After 10 years in the works, Miles Ahead, the new Miles Davis biopic starring Don Cheadle, is finally hitting theaters on Apr. 1. Considering that it revolves around one of the most prolific musicians of the 21st century, many are wondering how accurate Miles Ahead is in telling Davis' story. It's a relevant question, especially since filmmakers have been open about that fact that Miles Ahead does not follow a traditional biopic formula. Instead of recounting Davis' life in a chronological manner, the movie starts in the 1970s and leaves out many details about events in the musician's career and personal life.
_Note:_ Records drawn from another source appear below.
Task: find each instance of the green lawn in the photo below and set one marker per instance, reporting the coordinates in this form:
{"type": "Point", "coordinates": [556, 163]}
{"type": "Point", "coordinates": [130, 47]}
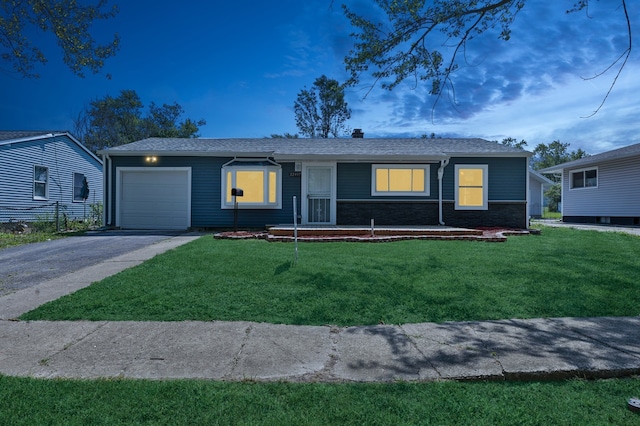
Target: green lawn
{"type": "Point", "coordinates": [8, 239]}
{"type": "Point", "coordinates": [108, 402]}
{"type": "Point", "coordinates": [562, 272]}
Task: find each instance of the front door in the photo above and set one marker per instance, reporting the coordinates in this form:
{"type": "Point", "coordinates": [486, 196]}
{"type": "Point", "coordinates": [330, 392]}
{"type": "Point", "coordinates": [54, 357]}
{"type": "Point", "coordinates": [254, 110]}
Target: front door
{"type": "Point", "coordinates": [319, 190]}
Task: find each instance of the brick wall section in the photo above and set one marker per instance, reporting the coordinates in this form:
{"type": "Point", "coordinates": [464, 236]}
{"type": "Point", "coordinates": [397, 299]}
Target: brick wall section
{"type": "Point", "coordinates": [393, 213]}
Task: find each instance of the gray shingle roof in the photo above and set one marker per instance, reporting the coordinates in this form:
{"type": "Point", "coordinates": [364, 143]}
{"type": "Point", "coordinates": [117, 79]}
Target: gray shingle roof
{"type": "Point", "coordinates": [12, 135]}
{"type": "Point", "coordinates": [326, 148]}
{"type": "Point", "coordinates": [627, 151]}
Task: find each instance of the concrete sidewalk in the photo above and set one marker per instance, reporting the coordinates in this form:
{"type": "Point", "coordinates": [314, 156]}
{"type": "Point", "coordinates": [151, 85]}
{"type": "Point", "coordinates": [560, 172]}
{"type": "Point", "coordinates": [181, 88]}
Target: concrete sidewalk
{"type": "Point", "coordinates": [498, 350]}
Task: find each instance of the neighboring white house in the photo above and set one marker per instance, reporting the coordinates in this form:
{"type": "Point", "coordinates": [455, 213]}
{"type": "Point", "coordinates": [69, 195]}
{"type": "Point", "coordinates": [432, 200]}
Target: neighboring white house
{"type": "Point", "coordinates": [602, 188]}
{"type": "Point", "coordinates": [41, 171]}
{"type": "Point", "coordinates": [537, 185]}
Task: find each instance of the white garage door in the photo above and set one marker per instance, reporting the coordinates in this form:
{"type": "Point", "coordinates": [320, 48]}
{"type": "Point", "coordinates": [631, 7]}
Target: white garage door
{"type": "Point", "coordinates": [155, 198]}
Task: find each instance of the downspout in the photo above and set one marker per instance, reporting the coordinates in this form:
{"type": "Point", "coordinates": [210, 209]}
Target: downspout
{"type": "Point", "coordinates": [106, 171]}
{"type": "Point", "coordinates": [443, 164]}
{"type": "Point", "coordinates": [528, 195]}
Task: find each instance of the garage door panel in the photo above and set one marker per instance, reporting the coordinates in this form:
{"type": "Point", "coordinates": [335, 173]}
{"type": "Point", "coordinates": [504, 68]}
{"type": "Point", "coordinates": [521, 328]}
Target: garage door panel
{"type": "Point", "coordinates": [155, 199]}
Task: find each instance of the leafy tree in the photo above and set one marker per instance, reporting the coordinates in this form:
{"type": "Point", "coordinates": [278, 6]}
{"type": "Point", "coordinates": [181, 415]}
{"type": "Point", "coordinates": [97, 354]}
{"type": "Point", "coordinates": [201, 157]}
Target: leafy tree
{"type": "Point", "coordinates": [512, 142]}
{"type": "Point", "coordinates": [550, 155]}
{"type": "Point", "coordinates": [553, 154]}
{"type": "Point", "coordinates": [413, 46]}
{"type": "Point", "coordinates": [66, 20]}
{"type": "Point", "coordinates": [163, 122]}
{"type": "Point", "coordinates": [110, 121]}
{"type": "Point", "coordinates": [322, 111]}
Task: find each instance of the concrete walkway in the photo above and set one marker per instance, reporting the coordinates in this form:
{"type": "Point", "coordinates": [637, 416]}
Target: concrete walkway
{"type": "Point", "coordinates": [498, 350]}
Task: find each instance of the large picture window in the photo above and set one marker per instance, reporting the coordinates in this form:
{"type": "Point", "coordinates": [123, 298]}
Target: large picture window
{"type": "Point", "coordinates": [471, 185]}
{"type": "Point", "coordinates": [260, 185]}
{"type": "Point", "coordinates": [400, 179]}
{"type": "Point", "coordinates": [40, 183]}
{"type": "Point", "coordinates": [587, 178]}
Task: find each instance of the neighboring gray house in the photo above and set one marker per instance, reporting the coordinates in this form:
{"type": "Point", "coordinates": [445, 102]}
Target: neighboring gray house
{"type": "Point", "coordinates": [189, 183]}
{"type": "Point", "coordinates": [602, 188]}
{"type": "Point", "coordinates": [537, 185]}
{"type": "Point", "coordinates": [41, 168]}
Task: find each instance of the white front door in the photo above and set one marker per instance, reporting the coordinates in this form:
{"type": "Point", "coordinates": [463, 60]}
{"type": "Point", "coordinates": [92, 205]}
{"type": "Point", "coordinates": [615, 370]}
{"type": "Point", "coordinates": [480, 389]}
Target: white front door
{"type": "Point", "coordinates": [319, 206]}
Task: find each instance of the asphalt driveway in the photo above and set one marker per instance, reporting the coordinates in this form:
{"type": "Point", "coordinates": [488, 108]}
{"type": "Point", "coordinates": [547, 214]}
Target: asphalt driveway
{"type": "Point", "coordinates": [30, 264]}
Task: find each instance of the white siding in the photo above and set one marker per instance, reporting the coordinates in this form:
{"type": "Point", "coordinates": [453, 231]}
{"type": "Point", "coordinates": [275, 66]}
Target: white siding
{"type": "Point", "coordinates": [617, 194]}
{"type": "Point", "coordinates": [63, 157]}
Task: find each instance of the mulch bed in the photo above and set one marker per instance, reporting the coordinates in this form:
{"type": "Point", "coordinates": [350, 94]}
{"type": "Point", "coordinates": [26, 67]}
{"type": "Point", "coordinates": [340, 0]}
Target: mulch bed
{"type": "Point", "coordinates": [488, 235]}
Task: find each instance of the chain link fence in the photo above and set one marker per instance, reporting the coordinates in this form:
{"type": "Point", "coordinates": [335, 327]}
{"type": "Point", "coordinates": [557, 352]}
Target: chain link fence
{"type": "Point", "coordinates": [50, 217]}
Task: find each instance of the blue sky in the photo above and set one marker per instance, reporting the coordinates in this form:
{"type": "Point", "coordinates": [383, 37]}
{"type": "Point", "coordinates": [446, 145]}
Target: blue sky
{"type": "Point", "coordinates": [240, 65]}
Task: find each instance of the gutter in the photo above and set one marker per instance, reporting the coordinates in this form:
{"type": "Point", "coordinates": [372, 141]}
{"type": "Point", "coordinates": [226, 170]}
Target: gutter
{"type": "Point", "coordinates": [443, 164]}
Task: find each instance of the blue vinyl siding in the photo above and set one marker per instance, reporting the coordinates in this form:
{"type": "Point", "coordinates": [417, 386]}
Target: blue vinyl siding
{"type": "Point", "coordinates": [354, 183]}
{"type": "Point", "coordinates": [206, 196]}
{"type": "Point", "coordinates": [507, 178]}
{"type": "Point", "coordinates": [507, 182]}
{"type": "Point", "coordinates": [63, 157]}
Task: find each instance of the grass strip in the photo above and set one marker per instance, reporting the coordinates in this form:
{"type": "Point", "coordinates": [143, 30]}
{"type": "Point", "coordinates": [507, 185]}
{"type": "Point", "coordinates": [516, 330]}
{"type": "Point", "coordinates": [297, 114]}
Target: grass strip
{"type": "Point", "coordinates": [27, 401]}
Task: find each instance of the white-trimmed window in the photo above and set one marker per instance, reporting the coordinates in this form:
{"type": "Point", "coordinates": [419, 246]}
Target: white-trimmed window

Even though audiences are accustomed to seeing "cradle-to-grave" biopics, Miles Ahead's unconventional structure may be more easily digested since it comes right on the tails of 2015's Steve Jobs, which was divided into three sections that each focused on a different major product launch in the career of the Apple founder. As this new type of biopic is introduced to mainstream audiences, it allows filmmakers to focus on artistry over accuracy, ostensibly resulting in more engaging films. And while some critics may believe that this refusal to follow standard biopic conventions results in a subpar film, Cheadle was adamant that Miles Ahead should tell Davis' story in a way that didn't cater to traditional cinematic norms.
Cheadle co-wrote, directed, and even partially funded Miles Ahead, and so he had a pretty big say in how the film was structured. To this end, he told Vulture last year, "I had no interest in making a biopic." Instead, the actor wanted to make a movie that felt as free-flowing and improvisational as Davis' music, as opposed to documenting all the individual important moments of the artist's life. Said Cheadle, "It’s not to me about hitting signposts along the way, and Miles was never about that. I felt like for this particular artist it would really be a violation to try to do something standard and something kind of cookie-cutter."
The Captain America: Civil War star also expressed his desire to include as much as Davis' music as possible in the film, without being tied down to the time period during which each piece was written. "I see stories in my head when I listen to his music, and I wanted the music to support those stories... I think had we told it in a way that was chronological, was cradle to grave, was standard telling, we would’ve been pigeonholed into these moments that coincided with the music, and they would’ve all been given short shrift," Cheadle told The Hollywood Reporter last year.
In order to make it clear that the narrative is a story and not a documentary, the movie is set up with Davis reflecting on his life during an interview with a reporter in his later life. This perspective implies that the story will not be subjective, but will instead be musings by a man who was known for being an improviser. In this way, Cheadle hoped to make the movie feel like a musical composition that captured the "essence" of Davis as a person and artist, according to Vulture. So although Miles Ahead isn't factual in the manner of a traditional biopic, it seeks to capture the creativity and character of a man whose contributions to jazz are timeless.